[<prev] [next>] [<thread-prev] [thread-next>] [day] [month] [year] [list]
Message-ID: <768254df-7b4a-65a4-81bf-665f63780073@codeaurora.org>
Date: Mon, 24 Oct 2016 14:28:09 -0600
From: "Baicar, Tyler" <tbaicar@...eaurora.org>
To: Suzuki K Poulose <Suzuki.Poulose@....com>, marc.zyngier@....com,
pbonzini@...hat.com, rkrcmar@...hat.com, linux@...linux.org.uk,
catalin.marinas@....com, will.deacon@....com, rjw@...ysocki.net,
lenb@...nel.org, matt@...eblueprint.co.uk, robert.moore@...el.com,
lv.zheng@...el.com, nkaje@...eaurora.org, zjzhang@...eaurora.org,
mark.rutland@....com, james.morse@....com,
akpm@...ux-foundation.org, eun.taik.lee@...sung.com,
sandeepa.s.prabhu@...il.com, shijie.huang@....com,
rruigrok@...eaurora.org, paul.gortmaker@...driver.com,
tomasz.nowicki@...aro.org, fu.wei@...aro.org, rostedt@...dmis.org,
bristot@...hat.com, linux-arm-kernel@...ts.infradead.org,
kvmarm@...ts.cs.columbia.edu, kvm@...r.kernel.org,
linux-kernel@...r.kernel.org, linux-acpi@...r.kernel.org,
linux-efi@...r.kernel.org, punit.agrawal@....com,
astone@...hat.com, harba@...eaurora.org, hanjun.guo@...aro.org
Subject: Re: [PATCH V4 01/10] acpi: apei: read ack upon ghes record
consumption
On 10/24/2016 2:51 AM, Suzuki K Poulose wrote:
> On 21/10/16 18:30, Tyler Baicar wrote:
>> A RAS (Reliability, Availability, Serviceability) controller
>> may be a separate processor running in parallel with OS
>> execution, and may generate error records for consumption by
>> the OS. If the RAS controller produces multiple error records,
>> then they may be overwritten before the OS has consumed them.
>>
>> The Generic Hardware Error Source (GHES) v2 structure
>> introduces the capability for the OS to acknowledge the
>> consumption of the error record generated by the RAS
>> controller.
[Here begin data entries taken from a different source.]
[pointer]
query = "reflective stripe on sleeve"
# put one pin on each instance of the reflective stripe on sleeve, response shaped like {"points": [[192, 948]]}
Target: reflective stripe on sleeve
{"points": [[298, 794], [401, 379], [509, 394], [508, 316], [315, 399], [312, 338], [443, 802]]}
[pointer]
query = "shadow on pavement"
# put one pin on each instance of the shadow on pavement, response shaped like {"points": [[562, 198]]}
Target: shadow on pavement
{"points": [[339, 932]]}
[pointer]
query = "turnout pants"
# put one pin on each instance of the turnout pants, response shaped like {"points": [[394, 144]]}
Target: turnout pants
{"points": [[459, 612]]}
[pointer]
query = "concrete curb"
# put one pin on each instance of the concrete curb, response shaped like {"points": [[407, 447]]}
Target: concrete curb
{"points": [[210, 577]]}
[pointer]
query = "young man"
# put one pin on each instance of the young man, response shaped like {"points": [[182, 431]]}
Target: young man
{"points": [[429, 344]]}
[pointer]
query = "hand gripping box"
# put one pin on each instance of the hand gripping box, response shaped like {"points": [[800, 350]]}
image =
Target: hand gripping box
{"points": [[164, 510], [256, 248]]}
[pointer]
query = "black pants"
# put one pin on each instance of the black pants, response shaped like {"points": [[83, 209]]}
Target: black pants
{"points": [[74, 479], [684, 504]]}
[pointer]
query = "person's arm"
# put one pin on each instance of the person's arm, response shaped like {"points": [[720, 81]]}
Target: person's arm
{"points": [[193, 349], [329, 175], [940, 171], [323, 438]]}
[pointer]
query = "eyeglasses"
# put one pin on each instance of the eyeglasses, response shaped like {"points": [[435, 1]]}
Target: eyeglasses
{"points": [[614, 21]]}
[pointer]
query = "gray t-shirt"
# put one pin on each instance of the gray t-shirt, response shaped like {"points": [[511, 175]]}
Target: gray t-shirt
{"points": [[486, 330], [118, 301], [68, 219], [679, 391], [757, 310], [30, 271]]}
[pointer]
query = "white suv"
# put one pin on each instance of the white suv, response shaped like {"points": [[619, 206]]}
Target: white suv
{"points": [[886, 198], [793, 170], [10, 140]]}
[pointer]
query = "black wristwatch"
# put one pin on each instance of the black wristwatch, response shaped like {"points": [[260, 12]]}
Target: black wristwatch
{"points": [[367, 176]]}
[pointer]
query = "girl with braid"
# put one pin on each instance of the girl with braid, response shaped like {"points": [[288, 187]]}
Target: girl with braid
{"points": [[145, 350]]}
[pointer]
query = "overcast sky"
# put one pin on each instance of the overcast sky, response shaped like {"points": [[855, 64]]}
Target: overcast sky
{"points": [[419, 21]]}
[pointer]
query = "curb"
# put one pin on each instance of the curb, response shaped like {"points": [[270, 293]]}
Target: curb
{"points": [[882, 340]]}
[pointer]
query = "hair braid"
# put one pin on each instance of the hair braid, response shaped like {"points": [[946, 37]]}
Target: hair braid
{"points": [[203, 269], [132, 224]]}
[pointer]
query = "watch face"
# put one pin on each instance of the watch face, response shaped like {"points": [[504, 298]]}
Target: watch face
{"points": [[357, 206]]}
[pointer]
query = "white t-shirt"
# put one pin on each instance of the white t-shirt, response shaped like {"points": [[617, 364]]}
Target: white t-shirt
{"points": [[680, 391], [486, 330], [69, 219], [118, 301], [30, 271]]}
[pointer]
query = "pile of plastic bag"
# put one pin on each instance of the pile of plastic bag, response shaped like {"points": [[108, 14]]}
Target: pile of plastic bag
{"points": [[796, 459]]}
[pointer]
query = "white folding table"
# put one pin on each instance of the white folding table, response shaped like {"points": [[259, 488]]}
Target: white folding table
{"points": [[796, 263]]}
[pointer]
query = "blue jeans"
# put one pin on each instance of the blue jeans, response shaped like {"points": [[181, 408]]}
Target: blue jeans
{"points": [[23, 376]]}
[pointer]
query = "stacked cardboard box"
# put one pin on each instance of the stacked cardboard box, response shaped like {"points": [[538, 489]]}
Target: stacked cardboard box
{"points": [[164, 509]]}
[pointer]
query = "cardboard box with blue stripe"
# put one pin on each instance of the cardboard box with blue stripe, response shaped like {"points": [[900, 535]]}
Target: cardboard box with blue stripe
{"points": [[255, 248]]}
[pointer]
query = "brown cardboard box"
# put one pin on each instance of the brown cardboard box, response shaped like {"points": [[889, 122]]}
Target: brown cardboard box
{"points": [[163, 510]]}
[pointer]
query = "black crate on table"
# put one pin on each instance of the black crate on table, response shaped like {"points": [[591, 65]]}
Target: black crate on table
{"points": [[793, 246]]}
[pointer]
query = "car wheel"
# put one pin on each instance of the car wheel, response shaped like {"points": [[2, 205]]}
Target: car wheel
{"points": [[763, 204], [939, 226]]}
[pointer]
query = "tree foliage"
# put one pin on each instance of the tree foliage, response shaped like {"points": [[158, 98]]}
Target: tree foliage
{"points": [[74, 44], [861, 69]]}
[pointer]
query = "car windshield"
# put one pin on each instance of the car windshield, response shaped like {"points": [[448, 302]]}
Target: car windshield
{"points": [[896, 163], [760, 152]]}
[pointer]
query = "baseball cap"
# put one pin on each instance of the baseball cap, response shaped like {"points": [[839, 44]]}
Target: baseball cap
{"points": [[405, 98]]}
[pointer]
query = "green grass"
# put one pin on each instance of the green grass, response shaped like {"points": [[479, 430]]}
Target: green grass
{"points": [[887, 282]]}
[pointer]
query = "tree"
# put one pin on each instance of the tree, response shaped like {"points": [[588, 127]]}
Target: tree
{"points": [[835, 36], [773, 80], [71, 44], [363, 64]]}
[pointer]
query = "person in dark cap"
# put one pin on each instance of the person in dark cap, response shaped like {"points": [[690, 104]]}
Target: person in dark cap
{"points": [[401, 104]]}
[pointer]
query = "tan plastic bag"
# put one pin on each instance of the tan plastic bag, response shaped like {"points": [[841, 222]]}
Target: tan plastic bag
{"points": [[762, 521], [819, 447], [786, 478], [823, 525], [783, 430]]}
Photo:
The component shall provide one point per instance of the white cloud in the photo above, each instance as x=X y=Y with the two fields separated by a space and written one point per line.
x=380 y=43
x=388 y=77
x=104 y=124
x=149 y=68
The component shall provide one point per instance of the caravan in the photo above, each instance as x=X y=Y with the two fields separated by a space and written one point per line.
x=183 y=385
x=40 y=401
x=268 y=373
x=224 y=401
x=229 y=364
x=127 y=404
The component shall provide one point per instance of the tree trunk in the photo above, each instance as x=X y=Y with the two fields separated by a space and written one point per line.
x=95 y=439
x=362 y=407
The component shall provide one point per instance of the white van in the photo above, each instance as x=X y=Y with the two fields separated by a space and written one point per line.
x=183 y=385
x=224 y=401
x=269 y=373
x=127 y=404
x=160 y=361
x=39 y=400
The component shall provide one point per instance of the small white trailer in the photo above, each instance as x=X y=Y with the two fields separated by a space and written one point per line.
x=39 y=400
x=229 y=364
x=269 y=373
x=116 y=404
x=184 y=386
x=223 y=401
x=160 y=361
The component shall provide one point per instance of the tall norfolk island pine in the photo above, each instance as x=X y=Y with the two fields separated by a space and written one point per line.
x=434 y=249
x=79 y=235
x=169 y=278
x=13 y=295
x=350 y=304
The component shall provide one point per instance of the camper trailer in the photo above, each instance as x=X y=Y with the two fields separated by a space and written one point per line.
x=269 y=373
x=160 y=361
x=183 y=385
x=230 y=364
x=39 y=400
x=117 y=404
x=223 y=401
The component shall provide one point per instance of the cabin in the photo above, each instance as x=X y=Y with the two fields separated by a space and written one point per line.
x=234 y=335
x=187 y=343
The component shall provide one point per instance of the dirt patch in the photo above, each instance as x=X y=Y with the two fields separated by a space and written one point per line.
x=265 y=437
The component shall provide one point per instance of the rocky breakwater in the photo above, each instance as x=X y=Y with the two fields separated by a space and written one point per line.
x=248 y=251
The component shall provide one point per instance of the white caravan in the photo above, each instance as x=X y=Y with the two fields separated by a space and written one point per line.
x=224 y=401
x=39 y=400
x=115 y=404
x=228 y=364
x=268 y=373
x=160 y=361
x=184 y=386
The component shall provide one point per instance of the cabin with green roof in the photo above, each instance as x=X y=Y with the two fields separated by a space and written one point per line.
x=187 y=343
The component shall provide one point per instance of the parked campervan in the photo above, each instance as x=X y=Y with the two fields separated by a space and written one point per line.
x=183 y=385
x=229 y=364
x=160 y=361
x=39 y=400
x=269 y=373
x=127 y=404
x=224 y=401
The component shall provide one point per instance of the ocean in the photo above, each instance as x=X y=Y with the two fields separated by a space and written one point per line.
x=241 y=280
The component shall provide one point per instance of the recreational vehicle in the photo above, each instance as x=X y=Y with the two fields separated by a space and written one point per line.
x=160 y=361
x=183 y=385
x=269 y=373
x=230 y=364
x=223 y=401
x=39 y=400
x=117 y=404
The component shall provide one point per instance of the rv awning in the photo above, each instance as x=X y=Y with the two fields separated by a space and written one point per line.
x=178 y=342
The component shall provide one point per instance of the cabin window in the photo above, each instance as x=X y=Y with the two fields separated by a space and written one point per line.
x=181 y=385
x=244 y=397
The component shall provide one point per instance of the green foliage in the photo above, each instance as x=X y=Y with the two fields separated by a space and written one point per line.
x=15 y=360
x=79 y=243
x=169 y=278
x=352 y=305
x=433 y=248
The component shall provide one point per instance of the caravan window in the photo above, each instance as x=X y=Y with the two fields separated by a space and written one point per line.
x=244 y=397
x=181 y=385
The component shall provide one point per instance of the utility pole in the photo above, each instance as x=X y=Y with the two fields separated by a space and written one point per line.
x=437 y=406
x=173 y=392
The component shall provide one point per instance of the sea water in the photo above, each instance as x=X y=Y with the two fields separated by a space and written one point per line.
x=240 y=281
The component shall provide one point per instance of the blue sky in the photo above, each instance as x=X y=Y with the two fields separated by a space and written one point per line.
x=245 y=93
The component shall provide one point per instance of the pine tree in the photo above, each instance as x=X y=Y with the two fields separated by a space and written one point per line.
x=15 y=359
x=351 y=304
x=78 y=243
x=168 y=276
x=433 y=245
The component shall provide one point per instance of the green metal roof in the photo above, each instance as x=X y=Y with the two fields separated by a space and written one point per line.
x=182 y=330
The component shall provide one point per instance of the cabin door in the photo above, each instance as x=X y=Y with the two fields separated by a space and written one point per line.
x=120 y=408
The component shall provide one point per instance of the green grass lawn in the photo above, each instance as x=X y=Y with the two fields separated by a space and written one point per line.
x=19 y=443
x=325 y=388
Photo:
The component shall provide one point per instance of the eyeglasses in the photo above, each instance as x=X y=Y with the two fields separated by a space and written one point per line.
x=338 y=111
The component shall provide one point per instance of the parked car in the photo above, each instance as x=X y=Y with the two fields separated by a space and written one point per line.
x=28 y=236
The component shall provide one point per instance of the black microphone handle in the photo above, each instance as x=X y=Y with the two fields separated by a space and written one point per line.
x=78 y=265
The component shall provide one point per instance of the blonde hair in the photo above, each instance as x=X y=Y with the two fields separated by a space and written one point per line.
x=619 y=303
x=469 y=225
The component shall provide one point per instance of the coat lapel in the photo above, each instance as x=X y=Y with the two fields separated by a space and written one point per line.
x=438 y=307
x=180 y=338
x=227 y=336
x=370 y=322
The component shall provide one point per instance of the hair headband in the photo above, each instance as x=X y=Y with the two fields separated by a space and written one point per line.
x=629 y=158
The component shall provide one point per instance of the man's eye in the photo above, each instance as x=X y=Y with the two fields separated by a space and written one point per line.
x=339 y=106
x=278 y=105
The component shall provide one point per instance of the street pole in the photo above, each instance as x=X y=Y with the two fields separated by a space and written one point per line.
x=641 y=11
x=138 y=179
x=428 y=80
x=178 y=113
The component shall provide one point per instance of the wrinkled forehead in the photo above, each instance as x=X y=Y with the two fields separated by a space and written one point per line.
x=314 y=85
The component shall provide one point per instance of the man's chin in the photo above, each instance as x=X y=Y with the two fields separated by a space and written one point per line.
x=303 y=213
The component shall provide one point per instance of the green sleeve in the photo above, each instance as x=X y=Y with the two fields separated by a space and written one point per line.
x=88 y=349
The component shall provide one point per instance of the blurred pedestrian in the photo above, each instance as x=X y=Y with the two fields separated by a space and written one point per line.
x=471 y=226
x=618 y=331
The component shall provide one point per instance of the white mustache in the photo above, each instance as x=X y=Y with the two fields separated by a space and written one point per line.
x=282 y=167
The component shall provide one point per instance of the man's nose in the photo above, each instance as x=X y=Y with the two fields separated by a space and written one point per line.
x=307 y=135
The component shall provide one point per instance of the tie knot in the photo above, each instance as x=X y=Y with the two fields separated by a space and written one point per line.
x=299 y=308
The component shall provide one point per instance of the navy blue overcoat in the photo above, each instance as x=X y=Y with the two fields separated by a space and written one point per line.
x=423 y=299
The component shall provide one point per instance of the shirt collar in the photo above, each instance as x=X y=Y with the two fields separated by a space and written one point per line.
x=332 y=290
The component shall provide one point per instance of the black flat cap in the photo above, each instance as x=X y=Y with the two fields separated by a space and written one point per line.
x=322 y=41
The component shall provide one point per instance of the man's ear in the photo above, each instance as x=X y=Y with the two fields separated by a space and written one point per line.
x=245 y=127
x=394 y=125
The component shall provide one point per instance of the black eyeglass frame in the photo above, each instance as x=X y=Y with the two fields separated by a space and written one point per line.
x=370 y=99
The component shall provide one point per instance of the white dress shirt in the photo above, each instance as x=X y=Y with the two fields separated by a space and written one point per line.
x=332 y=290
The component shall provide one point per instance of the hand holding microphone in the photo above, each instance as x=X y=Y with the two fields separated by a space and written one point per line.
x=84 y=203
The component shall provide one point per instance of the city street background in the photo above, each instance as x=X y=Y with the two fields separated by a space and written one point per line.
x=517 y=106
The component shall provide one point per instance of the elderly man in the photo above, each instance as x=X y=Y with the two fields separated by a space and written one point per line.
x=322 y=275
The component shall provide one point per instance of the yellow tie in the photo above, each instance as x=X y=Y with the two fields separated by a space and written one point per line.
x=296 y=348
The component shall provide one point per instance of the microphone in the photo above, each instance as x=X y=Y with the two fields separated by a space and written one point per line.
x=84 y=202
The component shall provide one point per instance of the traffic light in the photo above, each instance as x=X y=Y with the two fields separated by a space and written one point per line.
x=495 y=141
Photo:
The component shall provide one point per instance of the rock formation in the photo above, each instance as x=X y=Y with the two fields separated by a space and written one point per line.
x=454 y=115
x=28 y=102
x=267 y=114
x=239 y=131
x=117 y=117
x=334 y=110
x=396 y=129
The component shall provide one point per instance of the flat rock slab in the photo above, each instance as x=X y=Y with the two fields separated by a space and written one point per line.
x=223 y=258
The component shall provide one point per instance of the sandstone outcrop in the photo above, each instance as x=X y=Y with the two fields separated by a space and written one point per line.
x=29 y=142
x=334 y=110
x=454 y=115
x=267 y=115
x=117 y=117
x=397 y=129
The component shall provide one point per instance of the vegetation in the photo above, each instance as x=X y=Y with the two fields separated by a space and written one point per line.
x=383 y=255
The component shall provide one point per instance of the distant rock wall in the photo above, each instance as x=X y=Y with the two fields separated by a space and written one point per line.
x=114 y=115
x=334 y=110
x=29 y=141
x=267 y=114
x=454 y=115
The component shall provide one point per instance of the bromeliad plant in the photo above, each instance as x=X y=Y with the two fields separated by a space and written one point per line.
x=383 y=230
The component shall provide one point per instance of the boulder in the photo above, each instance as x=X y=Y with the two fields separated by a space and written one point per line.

A RAS controller supporting GHESv2 shall wait for
>> the acknowledgment before writing a new error record, thus
>> eliminating the race condition.
>>
>> Signed-off-by: Jonathan (Zhixiong) Zhang <zjzhang@...eaurora.org>
>> Signed-off-by: Richard Ruigrok <rruigrok@...eaurora.org>
>> Signed-off-by: Tyler Baicar <tbaicar@...eaurora.org>
>> Signed-off-by: Naveen Kaje <nkaje@...eaurora.org>
>> ---
>> drivers/acpi/apei/ghes.c | 42
>> ++++++++++++++++++++++++++++++++++++++++++
>> drivers/acpi/apei/hest.c | 7 +++++--
>> include/acpi/ghes.h | 5 ++++-
>> 3 files changed, 51 insertions(+), 3 deletions(-)
>>
>> diff --git a/drivers/acpi/apei/ghes.c b/drivers/acpi/apei/ghes.c
>> index 60746ef..7d020b0 100644
>> --- a/drivers/acpi/apei/ghes.c
>> +++ b/drivers/acpi/apei/ghes.c
>> @@ -45,6 +45,7 @@
>> #include <linux/aer.h>
>> #include <linux/nmi.h>
>>
>> +#include <acpi/actbl1.h>
>> #include <acpi/ghes.h>
>> #include <acpi/apei.h>
>> #include <asm/tlbflush.h>
>> @@ -79,6 +80,10 @@
>> ((struct acpi_hest_generic_status *) \
>> ((struct ghes_estatus_node *)(estatus_node) + 1))
>>
>> +#define HEST_TYPE_GENERIC_V2(ghes) \
>> + ((struct acpi_hest_header *)ghes->generic)->type == \
>> + ACPI_HEST_TYPE_GENERIC_ERROR_V2
>> +
>> /*
>> * This driver isn't really modular, however for the time being,
>> * continuing to use module_param is the easiest way to remain
>> @@ -248,7 +253,15 @@ static struct ghes *ghes_new(struct
>> acpi_hest_generic *generic)
>> ghes = kzalloc(sizeof(*ghes), GFP_KERNEL);
>> if (!ghes)
>> return ERR_PTR(-ENOMEM);
>> +
>> ghes->generic = generic;
>> + if (HEST_TYPE_GENERIC_V2(ghes)) {
>> + rc = apei_map_generic_address(
>> + &ghes->generic_v2->read_ack_register);
>> + if (rc)
>> + goto err_unmap;
>
> I think should be goto err_free, see more below.
>
>> + }
>> +
>> rc = apei_map_generic_address(&generic->error_status_address);
>> if (rc)
>> goto err_free;
>> @@ -270,6 +283,9 @@ static struct ghes *ghes_new(struct
>> acpi_hest_generic *generic)
>>
>> err_unmap:
>> apei_unmap_generic_address(&generic->error_status_address);
>> + if (HEST_TYPE_GENERIC_V2(ghes))
>> + apei_unmap_generic_address(
>> + &ghes->generic_v2->read_ack_register);
>
> We might end up trying to unmap (error_status_address) which is not
> mapped
> if we hit the error in mapping read_ack_register. The
> read_ack_register unmap
> hunk should be moved below to err_free.
>
This needs to be changed, I'll add a separate label for unmapping
read_ack_register and error_status_address for the case that the
read_ack_register map succeeds but the error_status_address map fails.
err_unmap_status_addr:
apei_unmap_generic_address(&generic->error_status_address);
err_unmap_read_ack_addr:
if (HEST_TYPE_GENERIC_V2(ghes))
apei_unmap_generic_address(
&ghes->generic_v2->read_ack_register);
err_free:
kfree(ghes);
return ERR_PTR(rc);
If mapping read_ack_register fails, goto err_free.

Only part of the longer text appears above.